•BAGIAN KETUJUH BELAS•

4.4K 213 25
                                    

Selamat Membaca.

▪▪▪▪▪

Jantung Mentari sedari tadi berdetak sangat cepat seperti sedang diburu oleh sesuatu. Hingga pagi kembali datang menyambut, perihal kehamilan Mentari belum diketahui sedikit pun oleh bapaknya. Mereka, Mentari dan sang ibu sengaja tidak memberitahu karena memang mengingat kondisi yang tidak sehat. Mentari dan ibunya takut jika kondisi bapaknya itu akan tambah ngedrop. Sedangkan Abdul, dia sama halnya dengan bapak. Bocah itu sama sekali tidak tahu-menahu jika Mentari sedang berbadan dua saat ini. Mentari malu, malu karena dia tidak bisa memberikan contoh yang baik kepada adiknya, tapi Mentari mengambil satu hikmah dari peristiwa yang sedang menimpanya sekarang.

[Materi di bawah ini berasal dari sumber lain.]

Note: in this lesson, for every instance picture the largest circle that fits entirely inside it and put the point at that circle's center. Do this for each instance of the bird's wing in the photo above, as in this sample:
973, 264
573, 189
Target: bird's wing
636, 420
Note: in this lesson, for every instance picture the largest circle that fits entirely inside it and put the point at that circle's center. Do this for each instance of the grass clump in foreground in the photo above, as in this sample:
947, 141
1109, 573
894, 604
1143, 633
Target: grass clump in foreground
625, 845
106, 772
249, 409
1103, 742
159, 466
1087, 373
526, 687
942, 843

Dunia penuh dengan tipuan. Kita sebagai manusia harus pintar-pintar menjaga diri dan menjaga orang lain. Mentari tidak ingin jika adiknya merusak gadis di luaran sana suatu saat nanti sama halnya yang dilakukan Raga kepada dirinya. Mentari juga ingin jika Abdul mencintai seorang perempuan, adiknya itu bisa menjaga bukan malah merusak hanya demi kesenangan semata.

"Tar."

Mentari yang duduk terlamun seketika terkejut mendengar ibunya memanggil. Kepalanya mendongak menatap wajah sang ibu yang terlihat sembab. Mentari tahu ibunya sedari kemarin terus menangis tanpa henti dan dialah penyebab utama tangisan itu.

"I-iya Bu?"

"Ayo, kita cari laki-laki itu mumpung sekarang hari Sabtu. Kalian pasti libur."

Tubuh Mentari menegang seketika, ia mulai bangkit dari duduknya sambil sesekali mengusap air mata yang membekas di pipinya.

"A--apa? sekarang?"

"Bukan, tapi tahun depan nunggu anak kamu lahir duluan baru kita cari ayahnya," ucap ibunya yang membuat Mentari canggung.

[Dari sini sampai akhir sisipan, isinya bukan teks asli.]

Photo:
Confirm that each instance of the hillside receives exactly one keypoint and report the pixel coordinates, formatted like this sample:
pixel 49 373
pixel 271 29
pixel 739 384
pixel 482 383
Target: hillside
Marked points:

Astaga kenapa ia jadi seperti orang linglung sekarang, atau mungkin efek stres. Semalaman dia tidak bisa tidur. Di dalam kepalanya terus berputar bayang-bayang masa depan yang suram. Bahkan kepalanya sekarang serasa ingin pecah saking pusingnya. Tubuhnya juga lumayan panas dari kemarin.

Mentari menganggukkan kepalanya lalu pergi ke kamar untuk mengambil cardigannya. Melihat sang ibu yang sudah mengenakan baju dan celana panjang serta jilbab membuatnya yakin jika ibunya sedang tidak main-main sekarang. Perihal Abdul, bocah itu Mentari suruh untuk menjaga bapak selama ia dan ibunya pergi. Bocah laki-laki tersebut sempat heran melihat ketegangan di antara kakak dan ibunya serta wajah sembab sehabis menangis yang terlihat di wajah keduanya. Namun Abdul lebih memilih diam dan berharap apa pun masalah yang dua perempuan itu hadapi segera selesai. Karena mau dilihat dari sudut pandang mana pun. Semua orang jelas tahu jika di antara mereka ada sebuah masalah.

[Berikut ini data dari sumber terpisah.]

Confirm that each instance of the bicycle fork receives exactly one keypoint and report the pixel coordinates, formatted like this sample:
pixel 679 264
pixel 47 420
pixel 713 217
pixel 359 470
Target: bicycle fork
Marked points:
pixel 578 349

Mentari dan ibunya sedang berada di halte menunggu kedatangan bus. Tempat pertama yang akan ia datangi adalah rumah Raga. Sebelumnya Mentari sudah mengirim pesan kepada Vano untuk menanyai keberadaan temannya itu, dan ternyata mereka tidak sedang berkumpul.

Mungkin saja yang ada dipikirannya, Raga akan menghabiskan waktu liburan bersama sang adik di rumah walaupun kedua orang tua Raga tidak akur. Ah, sampai saat ini Mentari bahkan masih memendam rasa bersalah. Apa mungkin memang benar dia yang menyebabkan kedua orang tua Raga bertengkar? tapi jika memang iya, kenapa?

"Kamu beneran tahu kan Tar dimana rumah orang itu?"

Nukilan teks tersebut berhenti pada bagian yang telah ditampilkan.